Grokking-Deep-Learning icon indicating copy to clipboard operation
Grokking-Deep-Learning copied to clipboard

Chapter 5: weight_deltas calculation in case of multiple inputs and multiple outputs

Open dimchansky opened this issue 5 years ago • 3 comments

weight_deltas are calculated in this way:

[ [input[0] * delta[0], input[0] * delta[1], input[0] * delta[2]],
  [input[1] * delta[0], input[1] * delta[1], input[1] * delta[2]],
  [input[2] * delta[0], input[2] * delta[1], input[2] * delta[2]] ]

but should be transposed:

[ [input[0] * delta[0], input[1] * delta[0], input[2] * delta[0]],
  [input[0] * delta[1], input[1] * delta[1], input[2] * delta[1]],
  [input[0] * delta[2], input[1] * delta[2], input[2] * delta[2]] ]

otherwise weights are updated incorrectly.

Current code:

import numpy as np
def outer_prod(a, b):
    
    # just a matrix of zeros
    out = np.zeros((len(a), len(b)))

    for i in range(len(a)):
        for j in range(len(b)):
            out[i][j] = a[i] * b[j]
    return out

weight_deltas = outer_prod(input,delta)

PR should fix the issue: #22

dimchansky avatar Aug 31 '19 22:08 dimchansky

@iamtrask but in fact, the code proposed in the book seems difficult to understand. I think it would be much clearer to write it just like this:

weight_deltas = [ele_mul(d,input) for d in delta]

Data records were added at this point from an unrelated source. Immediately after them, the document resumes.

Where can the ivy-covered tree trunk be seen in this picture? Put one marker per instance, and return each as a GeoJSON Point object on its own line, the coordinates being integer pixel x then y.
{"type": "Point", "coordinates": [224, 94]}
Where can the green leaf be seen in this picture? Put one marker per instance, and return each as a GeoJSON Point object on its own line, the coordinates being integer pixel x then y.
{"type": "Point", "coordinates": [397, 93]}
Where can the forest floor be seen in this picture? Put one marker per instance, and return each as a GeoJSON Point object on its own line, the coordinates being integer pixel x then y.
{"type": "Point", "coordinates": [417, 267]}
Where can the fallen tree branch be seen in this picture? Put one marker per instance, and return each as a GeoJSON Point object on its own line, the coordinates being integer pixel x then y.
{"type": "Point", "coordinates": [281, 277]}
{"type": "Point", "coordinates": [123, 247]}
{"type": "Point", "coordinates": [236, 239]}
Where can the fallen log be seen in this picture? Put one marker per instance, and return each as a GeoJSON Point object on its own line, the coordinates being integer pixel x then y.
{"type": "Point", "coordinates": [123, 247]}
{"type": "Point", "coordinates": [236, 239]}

dimchansky avatar Aug 31 '19 22:08 dimchansky

I second this. The weight_delta matrix should have the same number of columns as the length of the "input" vector. It should be

weight_deltas = outer_prod(delta,input).

PeterGanZW avatar Feb 08 '20 08:02 PeterGanZW

I second this. The weight_delta matrix should have the same number of columns as the length of the "input" vector. It should be

weight_deltas = outer_prod(delta,input).

@PeterGanZW Yep, I proposed the same changes in PR: #22

dimchansky avatar Feb 11 '20 17:02 dimchansky